There are a number of differences in the content of financial statements for companies: terminology used, tax, dividends and the content of the financial statements. I will briefly mention the differences here and then we will look at some of them in more depth in later posts.

Terminology

As we move from considering unincorporated entities (sole traders and partnerships) to companies, the accounting terminology differs to bring company accounts in line with accounting standards.

Tax in company accounts

So far, tax has not played a part in any of the accounting statements that we considered for sole traders and partnerships. This is because partnerships and businesses run by sole traders do not have separate legal personality, and therefore do not pay tax. The partners or the sole trader pay tax by reference to their own personal tax computations.

Companies however do have a separate legal personality, and as such, they must pay tax on their own account.

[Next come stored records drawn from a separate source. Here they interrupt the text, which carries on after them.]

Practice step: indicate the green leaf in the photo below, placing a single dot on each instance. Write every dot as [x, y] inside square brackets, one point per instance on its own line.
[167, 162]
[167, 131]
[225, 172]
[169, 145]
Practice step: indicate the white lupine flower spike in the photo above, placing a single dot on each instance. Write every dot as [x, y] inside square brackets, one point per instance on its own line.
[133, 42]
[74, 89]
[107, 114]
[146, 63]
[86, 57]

In practice, therefore, the Profit and Loss Account of a company includes a statement of the tax the company should pay on its profits. This is corporation tax and will ultimately affect the profitability of the company.

Dividends

The owners of companies are shareholders and the shareholders’ return on their investment is the dividend that they may receive.

Like drawings that a sole trader takes from his business, a dividend is an appropriation of profits (after tax). It is not an expense of the business. In practice, dividends will usually appear in a financial statement called the ‘statement of equity’ (or ‘statement of changes in equity’) because they are transactions between the company and its shareholders. Dividends are also sometimes included in an addition to the Balance Sheet called the Statement of Changes in Equity (SoCiE). This shows profits brought forward and added to current year profits subject to any deductions for dividends. The resulting ‘Retained Earnings’ will appear on the bottom half of the Balance Sheet, showing the total profits carried forward to the next accounting period.

Capital accounts: the bottom half of the balance sheet

Company accounts follow a format which differs from those of sole traders and partnerships. The main difference relates to the bottom half of the Balance Sheet and this is due to the fact that the capital of a company consists of share capital, reserves and retained earnings.